Tijdens de campagne zullen we dat niet zien. Dan blijven de gelederen gesloten. VerenigdLinks zal zich profileren met stevige klimaatstandpunten, ‘menselijk’ asiel- en migratiebeleid, het gebedsmolenachtig verketteren van het neoliberalisme, opkomen voor lhbi-tm-z-rechten, meer staat en wat je nog verder in de groenrode catalogus kunt vinden. Timmermans zal die punten het accent en de plaats geven die hij wenselijk acht zonder dat dit op veel tegenspraak zal stuiten. Want hij is met afstand de beste politicus van het gezelschap. Een die bovendien beseft dat hij compromissen moet sluiten, mogelijk, waarschijnlijk met partijen die de GroenLinkse agenda te ver vinden gaan.

Ononderhandelbare punten zal hij dus niet voor zijn rekening nemen. Misschien wordt zijn partij de grootste, maar dat zal dan vooral te danken zijn aan het overlopen van kiezers van de andere linkse partijen. Maar rechts, de VVD, BoerBurgerBeweging, de restanten van het CDA,  de PVV en de rest van het populistische grut, is in dit land meestal groter dan links en dat zal zijn speelruimte beperken. (Wat Pieter de Talmer uiteindelijk gaat doen, laat ik nu buiten beschouwing. Het getalm van Omtzigt bevestigt de twijfels over zijn geschiktheid en dus aantrekkingskracht als politiek leider).
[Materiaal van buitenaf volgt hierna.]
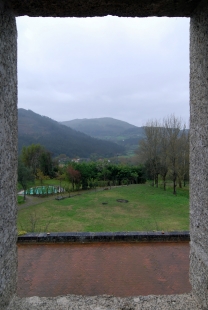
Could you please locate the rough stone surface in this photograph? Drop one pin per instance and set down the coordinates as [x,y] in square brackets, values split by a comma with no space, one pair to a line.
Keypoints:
[8,155]
[199,153]
[84,237]
[104,302]
[91,8]
[198,10]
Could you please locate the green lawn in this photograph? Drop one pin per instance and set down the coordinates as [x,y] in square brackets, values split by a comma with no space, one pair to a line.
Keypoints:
[148,208]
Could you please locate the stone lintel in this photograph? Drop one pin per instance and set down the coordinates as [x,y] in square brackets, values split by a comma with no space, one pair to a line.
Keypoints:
[91,8]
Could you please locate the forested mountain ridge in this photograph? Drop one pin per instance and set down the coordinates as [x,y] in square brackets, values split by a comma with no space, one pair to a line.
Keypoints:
[99,127]
[110,129]
[60,139]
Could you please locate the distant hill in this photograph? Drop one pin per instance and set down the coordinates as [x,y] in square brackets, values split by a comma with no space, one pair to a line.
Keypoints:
[60,139]
[110,129]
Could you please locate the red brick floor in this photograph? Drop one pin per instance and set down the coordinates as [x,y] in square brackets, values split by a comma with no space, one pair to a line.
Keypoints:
[119,269]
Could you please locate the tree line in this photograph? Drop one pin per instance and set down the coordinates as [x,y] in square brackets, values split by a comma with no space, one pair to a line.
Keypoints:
[35,162]
[165,151]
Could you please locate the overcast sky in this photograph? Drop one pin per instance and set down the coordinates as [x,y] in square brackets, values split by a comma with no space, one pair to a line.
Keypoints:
[127,68]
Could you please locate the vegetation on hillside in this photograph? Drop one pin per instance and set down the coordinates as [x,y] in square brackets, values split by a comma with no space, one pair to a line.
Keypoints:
[165,151]
[59,139]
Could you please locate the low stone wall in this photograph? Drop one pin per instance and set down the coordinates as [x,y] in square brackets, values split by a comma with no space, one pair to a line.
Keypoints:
[105,237]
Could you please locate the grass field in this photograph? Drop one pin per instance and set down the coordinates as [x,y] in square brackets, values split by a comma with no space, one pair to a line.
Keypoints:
[148,208]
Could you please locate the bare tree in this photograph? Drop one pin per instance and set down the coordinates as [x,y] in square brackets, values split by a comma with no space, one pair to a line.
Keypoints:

En dan kan het spannend worden. Gaat de GroenLinkse achterban akkoord met compromissen die haar leider heeft uitonderhandeld? Als hij de partij tot de grootste heeft weten te maken, zullen ze hem wel moeten volgen. Maar als de verkiezingsuitslag tegenvalt, en dat valt zeker niet uit te sluiten, wordt het een ander verhaal. Voor veel GroenLinksers is een blanke boomer met buik en baard niet de gedroomde leider. Het vooruitzicht op succes was zijn belangrijkste troef. En als dat succes uitblijft, ondermijnt dat onherroepelijk zijn gezag. En dan moet je niet gek opkijken, als de onvrede ontaardt in gekijf en tenslotte in een richtingenstrijd.